The FedEx Corporation said on Thursday that it was taking market share from competitors despite a recession that drove its profit down 75 percent.
A FedEx delivery in New York; the company announced further cuts in capacity and personnel.
The company also announced additional cost cuts, including reducing capacity at its FedEx Express and FedEx Freight units, and slashing personnel and work hours.
The company, based in Memphis, reported net income for its fiscal third quarter, which ended Feb. 28, of $97 million, or 31 cents a share, down from $393 million, or $1.26 a share, in the period a year earlier. Analysts had expected 46 cents a share, according to Reuters Estimates.
FedEx said third-quarter revenue fell 14 percent, to $8.14 billion, from $9.44 billion in the quarter a year ago.
“If this is what FedEx can do in really tough times, imagine what they can do when things bounce back,” said Sandeep Kar, a transportation analyst at the consulting company Frost & Sullivan. “They are going to emerge as a lean and mean company that will experience rapid growth.”
Like its main rival, United Parcel Service, FedEx is considered a bellwether of economic activity.

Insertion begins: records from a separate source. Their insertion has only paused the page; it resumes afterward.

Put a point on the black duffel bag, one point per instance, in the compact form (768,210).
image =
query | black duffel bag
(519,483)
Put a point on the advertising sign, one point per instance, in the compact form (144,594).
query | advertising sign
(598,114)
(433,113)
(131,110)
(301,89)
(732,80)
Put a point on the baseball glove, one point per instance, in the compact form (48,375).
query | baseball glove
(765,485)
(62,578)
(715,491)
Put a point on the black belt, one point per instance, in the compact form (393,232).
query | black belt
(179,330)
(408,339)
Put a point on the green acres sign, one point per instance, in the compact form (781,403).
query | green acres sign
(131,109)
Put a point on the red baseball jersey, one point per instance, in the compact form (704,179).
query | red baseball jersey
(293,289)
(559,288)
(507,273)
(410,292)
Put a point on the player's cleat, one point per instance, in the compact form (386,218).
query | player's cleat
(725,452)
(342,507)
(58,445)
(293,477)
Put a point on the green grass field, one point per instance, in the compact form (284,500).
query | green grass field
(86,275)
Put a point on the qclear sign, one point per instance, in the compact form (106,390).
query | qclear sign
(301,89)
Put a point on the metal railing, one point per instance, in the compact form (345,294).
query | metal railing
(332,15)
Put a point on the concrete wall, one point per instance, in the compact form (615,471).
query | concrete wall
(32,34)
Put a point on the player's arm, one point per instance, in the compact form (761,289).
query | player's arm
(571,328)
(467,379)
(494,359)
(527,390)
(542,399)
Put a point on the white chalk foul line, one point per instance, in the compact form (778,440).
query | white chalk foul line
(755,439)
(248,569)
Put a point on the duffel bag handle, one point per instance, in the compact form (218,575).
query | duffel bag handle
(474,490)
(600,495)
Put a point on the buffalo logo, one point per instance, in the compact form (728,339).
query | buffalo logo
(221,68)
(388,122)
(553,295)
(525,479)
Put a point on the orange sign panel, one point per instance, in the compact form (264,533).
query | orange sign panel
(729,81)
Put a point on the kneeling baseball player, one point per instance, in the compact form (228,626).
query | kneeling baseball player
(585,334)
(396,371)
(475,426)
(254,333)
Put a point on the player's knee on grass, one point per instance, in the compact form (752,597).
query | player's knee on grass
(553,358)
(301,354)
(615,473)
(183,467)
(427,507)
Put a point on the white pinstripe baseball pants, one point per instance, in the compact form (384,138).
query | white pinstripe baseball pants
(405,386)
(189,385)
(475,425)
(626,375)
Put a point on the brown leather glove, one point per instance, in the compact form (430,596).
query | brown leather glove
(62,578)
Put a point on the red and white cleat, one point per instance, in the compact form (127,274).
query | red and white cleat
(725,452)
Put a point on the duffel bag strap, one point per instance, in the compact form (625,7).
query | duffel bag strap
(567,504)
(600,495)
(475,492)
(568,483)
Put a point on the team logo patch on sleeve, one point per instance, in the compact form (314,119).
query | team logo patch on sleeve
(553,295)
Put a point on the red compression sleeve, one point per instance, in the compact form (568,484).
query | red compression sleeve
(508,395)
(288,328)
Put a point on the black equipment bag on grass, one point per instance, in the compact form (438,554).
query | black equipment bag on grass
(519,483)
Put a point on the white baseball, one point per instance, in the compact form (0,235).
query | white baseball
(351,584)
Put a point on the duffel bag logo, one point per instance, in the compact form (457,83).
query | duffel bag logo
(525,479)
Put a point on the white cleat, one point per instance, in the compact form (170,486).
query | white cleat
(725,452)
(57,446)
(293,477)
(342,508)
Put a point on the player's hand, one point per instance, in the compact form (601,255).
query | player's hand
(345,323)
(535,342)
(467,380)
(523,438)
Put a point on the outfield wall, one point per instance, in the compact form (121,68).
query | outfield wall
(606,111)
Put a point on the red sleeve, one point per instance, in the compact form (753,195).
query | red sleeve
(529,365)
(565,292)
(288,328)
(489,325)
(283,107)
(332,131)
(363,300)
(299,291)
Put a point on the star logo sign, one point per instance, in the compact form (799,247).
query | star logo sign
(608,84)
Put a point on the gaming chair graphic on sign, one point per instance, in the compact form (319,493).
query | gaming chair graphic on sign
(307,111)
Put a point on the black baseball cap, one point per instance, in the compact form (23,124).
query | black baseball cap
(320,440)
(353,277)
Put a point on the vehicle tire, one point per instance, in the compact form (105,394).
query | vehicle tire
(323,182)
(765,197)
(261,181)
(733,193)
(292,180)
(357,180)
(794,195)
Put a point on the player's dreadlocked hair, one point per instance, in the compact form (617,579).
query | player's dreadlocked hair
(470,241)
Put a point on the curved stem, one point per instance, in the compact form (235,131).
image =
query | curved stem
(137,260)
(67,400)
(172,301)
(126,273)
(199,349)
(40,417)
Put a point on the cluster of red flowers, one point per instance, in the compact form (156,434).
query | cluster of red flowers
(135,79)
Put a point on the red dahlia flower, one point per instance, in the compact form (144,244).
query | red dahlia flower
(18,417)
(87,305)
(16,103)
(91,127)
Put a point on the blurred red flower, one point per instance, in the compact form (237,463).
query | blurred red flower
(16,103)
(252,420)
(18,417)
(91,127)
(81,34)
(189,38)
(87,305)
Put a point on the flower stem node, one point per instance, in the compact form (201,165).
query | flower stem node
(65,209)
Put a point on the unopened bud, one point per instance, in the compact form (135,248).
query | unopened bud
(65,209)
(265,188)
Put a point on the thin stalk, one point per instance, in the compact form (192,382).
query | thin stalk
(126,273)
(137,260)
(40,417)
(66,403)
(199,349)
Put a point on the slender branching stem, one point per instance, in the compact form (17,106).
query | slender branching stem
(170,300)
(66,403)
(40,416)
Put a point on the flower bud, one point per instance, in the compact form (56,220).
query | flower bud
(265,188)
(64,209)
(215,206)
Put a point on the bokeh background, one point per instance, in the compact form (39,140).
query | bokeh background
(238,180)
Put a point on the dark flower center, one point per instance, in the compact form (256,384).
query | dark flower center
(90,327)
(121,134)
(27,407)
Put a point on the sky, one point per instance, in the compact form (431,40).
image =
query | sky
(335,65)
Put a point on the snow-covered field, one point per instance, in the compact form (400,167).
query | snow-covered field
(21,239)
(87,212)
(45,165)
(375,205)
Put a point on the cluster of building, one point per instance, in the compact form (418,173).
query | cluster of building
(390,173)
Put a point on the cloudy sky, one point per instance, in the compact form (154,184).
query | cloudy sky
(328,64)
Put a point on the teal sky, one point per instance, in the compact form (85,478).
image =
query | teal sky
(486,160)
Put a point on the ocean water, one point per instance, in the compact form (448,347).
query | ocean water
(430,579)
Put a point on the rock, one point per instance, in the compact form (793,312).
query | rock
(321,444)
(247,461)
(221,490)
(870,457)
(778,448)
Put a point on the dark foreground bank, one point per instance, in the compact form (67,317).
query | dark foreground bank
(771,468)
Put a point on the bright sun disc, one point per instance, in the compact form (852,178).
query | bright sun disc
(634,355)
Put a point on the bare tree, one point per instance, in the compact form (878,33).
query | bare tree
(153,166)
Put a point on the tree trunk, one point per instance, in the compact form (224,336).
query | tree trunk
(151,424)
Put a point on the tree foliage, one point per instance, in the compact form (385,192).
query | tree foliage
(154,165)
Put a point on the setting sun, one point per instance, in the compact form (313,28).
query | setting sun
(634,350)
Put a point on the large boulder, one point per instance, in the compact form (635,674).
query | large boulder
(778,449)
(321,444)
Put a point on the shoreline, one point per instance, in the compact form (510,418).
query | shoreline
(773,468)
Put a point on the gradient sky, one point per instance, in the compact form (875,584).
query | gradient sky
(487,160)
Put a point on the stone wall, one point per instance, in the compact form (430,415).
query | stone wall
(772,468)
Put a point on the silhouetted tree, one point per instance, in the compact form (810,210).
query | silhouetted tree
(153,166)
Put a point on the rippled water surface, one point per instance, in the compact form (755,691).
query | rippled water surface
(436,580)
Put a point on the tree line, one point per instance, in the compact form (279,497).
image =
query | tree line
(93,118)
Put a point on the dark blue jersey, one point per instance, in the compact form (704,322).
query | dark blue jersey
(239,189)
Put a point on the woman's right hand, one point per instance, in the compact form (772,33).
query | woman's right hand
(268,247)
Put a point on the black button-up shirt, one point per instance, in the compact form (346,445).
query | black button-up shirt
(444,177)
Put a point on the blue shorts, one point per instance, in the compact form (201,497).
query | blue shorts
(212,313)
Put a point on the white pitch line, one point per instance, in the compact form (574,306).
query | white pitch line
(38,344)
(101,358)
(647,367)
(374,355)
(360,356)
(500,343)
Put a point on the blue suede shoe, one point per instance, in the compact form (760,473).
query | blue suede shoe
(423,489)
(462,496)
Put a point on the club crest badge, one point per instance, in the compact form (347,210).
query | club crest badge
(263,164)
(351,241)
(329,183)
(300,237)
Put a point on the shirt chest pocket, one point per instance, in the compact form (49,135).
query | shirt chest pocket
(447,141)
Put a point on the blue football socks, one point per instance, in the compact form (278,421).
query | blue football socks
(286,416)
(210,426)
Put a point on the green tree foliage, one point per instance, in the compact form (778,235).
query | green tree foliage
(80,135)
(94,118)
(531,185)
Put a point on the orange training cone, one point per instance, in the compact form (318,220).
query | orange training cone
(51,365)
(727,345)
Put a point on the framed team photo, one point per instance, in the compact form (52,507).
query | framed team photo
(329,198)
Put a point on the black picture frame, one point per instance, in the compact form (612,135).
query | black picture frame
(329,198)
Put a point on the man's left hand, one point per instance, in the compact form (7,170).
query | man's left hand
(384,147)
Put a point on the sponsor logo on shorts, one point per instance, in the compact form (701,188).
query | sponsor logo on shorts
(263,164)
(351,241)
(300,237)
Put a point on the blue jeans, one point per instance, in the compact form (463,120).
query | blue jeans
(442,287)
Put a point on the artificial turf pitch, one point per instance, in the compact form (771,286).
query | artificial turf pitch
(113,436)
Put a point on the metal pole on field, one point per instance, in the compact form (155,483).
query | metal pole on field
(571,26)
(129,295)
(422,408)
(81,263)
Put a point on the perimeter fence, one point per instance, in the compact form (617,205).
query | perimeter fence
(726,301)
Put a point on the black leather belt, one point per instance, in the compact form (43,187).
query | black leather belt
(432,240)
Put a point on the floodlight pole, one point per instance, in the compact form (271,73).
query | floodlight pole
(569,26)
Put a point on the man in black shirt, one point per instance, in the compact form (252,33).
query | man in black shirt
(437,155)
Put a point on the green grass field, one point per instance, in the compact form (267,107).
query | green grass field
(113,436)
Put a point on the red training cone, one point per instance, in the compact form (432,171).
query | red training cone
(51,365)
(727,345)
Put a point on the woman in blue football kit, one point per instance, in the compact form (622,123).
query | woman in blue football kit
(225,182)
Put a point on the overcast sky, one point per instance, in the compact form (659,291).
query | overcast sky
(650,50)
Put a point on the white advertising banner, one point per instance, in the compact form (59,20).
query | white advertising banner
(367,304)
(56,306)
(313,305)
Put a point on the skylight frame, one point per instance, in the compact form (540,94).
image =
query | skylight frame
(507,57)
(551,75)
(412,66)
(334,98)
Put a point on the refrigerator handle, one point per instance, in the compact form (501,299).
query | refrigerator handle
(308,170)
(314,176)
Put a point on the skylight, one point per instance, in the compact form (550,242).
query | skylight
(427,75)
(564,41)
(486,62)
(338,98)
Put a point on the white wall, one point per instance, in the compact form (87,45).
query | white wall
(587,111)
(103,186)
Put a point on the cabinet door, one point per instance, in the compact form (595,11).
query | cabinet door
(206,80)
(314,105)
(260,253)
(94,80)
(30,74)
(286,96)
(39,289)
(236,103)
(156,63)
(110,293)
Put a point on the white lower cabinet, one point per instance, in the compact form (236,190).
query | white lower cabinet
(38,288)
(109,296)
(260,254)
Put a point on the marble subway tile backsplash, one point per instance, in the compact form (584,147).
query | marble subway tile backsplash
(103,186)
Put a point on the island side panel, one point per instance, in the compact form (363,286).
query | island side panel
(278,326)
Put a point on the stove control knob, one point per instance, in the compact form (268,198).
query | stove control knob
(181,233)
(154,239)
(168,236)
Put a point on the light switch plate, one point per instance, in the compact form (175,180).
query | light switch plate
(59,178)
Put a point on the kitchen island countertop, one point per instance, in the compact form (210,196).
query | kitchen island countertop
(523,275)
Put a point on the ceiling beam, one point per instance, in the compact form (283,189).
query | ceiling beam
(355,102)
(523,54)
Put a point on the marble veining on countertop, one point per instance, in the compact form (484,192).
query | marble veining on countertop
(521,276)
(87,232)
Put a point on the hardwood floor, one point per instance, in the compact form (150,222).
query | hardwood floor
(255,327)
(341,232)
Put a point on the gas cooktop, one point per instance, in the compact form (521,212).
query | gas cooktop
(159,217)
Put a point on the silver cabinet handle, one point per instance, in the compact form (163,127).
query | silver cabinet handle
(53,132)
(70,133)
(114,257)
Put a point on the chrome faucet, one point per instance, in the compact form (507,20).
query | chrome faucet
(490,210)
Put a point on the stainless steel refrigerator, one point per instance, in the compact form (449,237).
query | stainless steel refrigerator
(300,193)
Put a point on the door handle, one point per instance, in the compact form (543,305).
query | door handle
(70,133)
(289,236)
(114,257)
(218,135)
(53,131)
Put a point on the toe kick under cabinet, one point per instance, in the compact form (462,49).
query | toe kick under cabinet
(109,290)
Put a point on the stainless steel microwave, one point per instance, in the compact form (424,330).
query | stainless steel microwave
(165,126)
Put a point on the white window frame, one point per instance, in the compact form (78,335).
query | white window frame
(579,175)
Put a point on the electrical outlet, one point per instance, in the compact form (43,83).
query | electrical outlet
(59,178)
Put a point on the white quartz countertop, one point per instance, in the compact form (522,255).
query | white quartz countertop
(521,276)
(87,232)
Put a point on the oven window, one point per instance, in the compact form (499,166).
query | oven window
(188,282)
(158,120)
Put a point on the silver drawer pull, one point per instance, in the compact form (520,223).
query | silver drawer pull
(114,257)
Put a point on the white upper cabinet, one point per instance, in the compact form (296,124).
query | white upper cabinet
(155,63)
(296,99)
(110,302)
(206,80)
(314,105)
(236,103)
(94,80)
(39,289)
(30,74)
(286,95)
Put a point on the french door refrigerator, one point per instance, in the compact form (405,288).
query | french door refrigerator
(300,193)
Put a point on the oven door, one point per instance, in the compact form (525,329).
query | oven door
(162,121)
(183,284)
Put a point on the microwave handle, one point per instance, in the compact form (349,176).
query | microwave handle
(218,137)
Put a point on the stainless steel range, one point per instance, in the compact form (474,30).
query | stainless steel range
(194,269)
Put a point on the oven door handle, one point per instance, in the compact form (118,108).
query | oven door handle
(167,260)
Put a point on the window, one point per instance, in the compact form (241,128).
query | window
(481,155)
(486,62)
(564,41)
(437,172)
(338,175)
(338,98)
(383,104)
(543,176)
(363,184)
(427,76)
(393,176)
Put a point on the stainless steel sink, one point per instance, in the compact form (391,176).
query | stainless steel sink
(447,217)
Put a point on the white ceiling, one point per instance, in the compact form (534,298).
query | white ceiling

When the economy does well, companies and consumers ship more goods; in a recession, package volumes drop.
For the current quarter, FedEx said it expected to earn 45 cents to 70 cents a share, below the average of 72 cents expected by analysts.
In December, the company said it had suspended matching contributions to its 401(k) retirement plan for a minimum of one year as of Feb. 1 and would impose pay cuts for all salaried personnel.
Package volumes at both FedEx and UPS have been hit by the downturn. The Deutsche Post unit DHL closed its American domestic service in January, citing the economic slump and its inability to compete in a market dominated by FedEx and UPS.
Shares of FedEx rose 4.76 percent, or $2.05, to $45.10.